Added tag(s) patch. Request was from Paul Eggert <eggert <at> cs.ucla.edu> to control <at> debbugs.gnu.org. (Thu, 24 Jan 2013 09:21:02 GMT) Full text and rfc822 format available.

Information forwarded to bug-gnu-emacs <at> gnu.org:
bug#13539; Package emacs. (Thu, 24 Jan 2013 17:30:02 GMT) Full text and rfc822 format available.

Message #10 received at 13539 <at> debbugs.gnu.org (full text, mbox):

From: Eli Zaretskii <eliz <at> gnu.org>
To: Paul Eggert <eggert <at> cs.ucla.edu>
Cc: 13539 <at> debbugs.gnu.org
Subject: bug#13539: Use fdopendir, fstatat and readlinkat, for efficiency.
Date: Thu, 24 Jan 2013 19:28:33 +0200
> Date: Thu, 24 Jan 2013 00:26:50 -0800
> From: Paul Eggert <eggert <at> cs.ucla.edu>
> CC: Eli Zaretskii <eliz <at> gnu.org>
> 
> Attached is a patch that can greatly improve the performance of
> directory-files-and-attributes, which I'd like to install
> into the trunk.  The key idea is to use fstatat
> instead of lstat; this reduces directory-reading
> from an O(ND) to an O(N) operation, where N is the number
> of directory entries and D is the length of
> the directory's name.

Is it really worth our while to spend energy on speeding up an API
that goes mostly unused in Emacs?  Its only heavy user is ls-lisp.el,
which is used on Windows to replace ls in Dired.  But the Windows
build will not be able to benefit from these changes anyway.  Just a
thought...

> This patch works on POSIXish hosts, but it'll no doubt
> need a few changes to the MS-Windows makefiles to compile
> fdopendir.c, fstatat.c, openat-die.c, save-cwd.c, openat-proc.c,
> or whatever subset of these is needed on MS-Windows.
> I'll CC: this to Eli to give him a heads-up.
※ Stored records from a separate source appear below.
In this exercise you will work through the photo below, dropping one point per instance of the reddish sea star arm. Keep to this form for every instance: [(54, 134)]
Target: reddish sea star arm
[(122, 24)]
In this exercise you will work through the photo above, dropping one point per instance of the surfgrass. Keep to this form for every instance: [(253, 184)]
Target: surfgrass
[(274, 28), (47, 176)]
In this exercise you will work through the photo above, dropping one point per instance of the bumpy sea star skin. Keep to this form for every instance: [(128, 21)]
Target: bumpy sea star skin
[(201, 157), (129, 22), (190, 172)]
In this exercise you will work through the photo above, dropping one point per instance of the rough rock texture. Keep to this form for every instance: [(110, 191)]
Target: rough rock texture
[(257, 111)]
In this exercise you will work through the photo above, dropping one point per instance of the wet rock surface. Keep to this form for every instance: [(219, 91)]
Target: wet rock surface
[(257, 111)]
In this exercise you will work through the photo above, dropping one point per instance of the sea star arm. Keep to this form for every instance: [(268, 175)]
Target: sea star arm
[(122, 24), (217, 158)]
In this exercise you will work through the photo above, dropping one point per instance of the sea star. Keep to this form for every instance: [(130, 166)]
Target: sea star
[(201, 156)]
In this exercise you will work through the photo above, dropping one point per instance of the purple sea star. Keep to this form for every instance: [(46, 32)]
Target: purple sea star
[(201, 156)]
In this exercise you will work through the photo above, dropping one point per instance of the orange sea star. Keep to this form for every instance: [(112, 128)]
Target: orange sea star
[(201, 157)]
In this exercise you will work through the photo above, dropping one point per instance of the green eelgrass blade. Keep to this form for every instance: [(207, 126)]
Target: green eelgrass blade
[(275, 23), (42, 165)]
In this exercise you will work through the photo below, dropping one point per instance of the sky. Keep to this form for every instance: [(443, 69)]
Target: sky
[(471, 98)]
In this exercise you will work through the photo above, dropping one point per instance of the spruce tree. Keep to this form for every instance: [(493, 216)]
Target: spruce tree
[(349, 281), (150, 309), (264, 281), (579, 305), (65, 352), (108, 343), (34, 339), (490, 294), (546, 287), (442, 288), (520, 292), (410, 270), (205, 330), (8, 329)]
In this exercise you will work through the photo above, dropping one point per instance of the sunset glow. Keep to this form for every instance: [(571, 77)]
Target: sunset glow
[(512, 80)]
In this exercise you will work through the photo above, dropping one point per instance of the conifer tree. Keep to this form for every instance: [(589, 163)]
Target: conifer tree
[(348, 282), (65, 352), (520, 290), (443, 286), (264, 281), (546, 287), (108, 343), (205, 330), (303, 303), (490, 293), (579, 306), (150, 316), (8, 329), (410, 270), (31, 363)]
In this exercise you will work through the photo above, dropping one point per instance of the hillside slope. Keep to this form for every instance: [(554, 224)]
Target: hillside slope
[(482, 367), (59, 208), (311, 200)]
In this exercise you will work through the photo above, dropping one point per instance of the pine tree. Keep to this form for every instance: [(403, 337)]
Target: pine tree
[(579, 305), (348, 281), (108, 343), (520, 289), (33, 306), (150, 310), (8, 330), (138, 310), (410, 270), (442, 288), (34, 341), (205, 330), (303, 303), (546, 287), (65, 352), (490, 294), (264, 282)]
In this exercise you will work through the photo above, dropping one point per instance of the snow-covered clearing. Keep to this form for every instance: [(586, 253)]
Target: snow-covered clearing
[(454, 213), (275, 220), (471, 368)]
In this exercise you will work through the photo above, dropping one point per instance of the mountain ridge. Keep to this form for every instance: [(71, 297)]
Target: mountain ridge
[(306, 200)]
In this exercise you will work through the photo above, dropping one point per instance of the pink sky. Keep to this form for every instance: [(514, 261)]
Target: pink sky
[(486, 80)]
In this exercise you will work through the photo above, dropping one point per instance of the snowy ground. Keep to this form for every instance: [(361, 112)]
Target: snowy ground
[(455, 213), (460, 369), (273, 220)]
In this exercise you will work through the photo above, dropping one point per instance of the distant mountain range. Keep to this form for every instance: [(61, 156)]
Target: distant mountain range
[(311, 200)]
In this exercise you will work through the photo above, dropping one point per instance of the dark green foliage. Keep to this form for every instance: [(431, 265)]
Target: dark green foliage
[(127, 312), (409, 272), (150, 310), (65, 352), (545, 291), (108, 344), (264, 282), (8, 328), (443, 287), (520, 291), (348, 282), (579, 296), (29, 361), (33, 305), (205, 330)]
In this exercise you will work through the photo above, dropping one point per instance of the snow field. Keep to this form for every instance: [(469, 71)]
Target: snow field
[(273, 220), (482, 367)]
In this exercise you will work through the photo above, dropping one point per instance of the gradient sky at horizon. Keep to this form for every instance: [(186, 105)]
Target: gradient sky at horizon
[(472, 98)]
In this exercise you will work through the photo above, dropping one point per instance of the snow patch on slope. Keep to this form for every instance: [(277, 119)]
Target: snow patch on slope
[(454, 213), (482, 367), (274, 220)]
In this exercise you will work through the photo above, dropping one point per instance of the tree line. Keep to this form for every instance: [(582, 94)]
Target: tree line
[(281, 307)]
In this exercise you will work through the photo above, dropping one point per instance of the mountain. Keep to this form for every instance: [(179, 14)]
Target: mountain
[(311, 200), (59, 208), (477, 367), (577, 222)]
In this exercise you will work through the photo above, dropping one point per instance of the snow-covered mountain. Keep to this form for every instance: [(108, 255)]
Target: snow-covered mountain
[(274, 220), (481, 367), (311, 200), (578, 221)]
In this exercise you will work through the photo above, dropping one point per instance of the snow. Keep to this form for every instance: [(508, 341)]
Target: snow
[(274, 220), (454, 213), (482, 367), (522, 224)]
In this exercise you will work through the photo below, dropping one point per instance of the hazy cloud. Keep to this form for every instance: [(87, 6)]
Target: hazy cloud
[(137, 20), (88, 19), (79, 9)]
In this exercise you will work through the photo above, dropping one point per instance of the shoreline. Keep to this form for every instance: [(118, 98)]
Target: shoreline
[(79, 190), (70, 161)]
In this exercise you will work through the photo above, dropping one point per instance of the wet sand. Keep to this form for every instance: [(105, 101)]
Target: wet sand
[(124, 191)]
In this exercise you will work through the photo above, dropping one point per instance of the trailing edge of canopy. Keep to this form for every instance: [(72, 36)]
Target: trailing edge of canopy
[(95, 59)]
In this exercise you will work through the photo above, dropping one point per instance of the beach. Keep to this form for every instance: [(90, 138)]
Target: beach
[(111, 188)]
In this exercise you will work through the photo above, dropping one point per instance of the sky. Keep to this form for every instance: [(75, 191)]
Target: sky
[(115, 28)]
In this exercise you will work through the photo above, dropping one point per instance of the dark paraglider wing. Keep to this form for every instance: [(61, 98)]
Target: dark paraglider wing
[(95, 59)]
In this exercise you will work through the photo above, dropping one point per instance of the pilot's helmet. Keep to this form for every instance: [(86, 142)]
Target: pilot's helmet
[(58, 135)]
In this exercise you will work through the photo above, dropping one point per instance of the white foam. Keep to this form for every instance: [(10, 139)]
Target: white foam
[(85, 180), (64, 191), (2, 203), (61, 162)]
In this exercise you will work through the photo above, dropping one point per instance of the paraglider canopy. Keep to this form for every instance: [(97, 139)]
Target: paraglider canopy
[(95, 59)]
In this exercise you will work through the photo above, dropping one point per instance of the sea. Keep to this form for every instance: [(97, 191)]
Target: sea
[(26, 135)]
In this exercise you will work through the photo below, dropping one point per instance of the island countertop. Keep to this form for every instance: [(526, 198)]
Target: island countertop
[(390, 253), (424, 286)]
I'm sorry, but this changeset is extremely unfriendly to the Windows
build.  It relies on the ability to open a directory, which is not
supported by 'open' on Windows; it uses the gnulib dirent replacement,
which is incompatible with the existing implementation in Emacs; it
uses sys/stat.h header and functions in ways that are incompatible
with their replacements in Emacs; and it requires to process many
header files with Sed, which was not required to build Emacs on
Windows until now.  All that to eventually fall back on opendir and
stat/lstat, since the *at functionality cannot be supported on Windows
anyway.  Fixing all this would require a lot of work for absolutely no
gain, which sounds like a waste of energy.

Instead, I suggest to use in dired.c functions that will accept both a
file name and a file descriptor, so that Posix hosts could use the
descriptor and ignore the file name, while on Windows Emacs will
ignore the descriptor and use the file name.  (This requires to retain
the code you suggest to delete that concatenates file names returned
by readdir with the parent directory; we could have that code
#ifdef'ed away for Posix hosts.)  That will still require some
adjustments in the w32 sources, but they will be 2 orders of magnitude
smaller and less complex, and will not hamper Posix hosts in any way.
The only downside will be somewhat more ugly code, but files like
dired.c already have quite a few #ifdef's, not surprisingly.

Thanks.




Information forwarded to bug-gnu-emacs <at> gnu.org:
bug#13539; Package emacs. (Mon, 28 Jan 2013 08:36:02 GMT) Full text and rfc822 format available.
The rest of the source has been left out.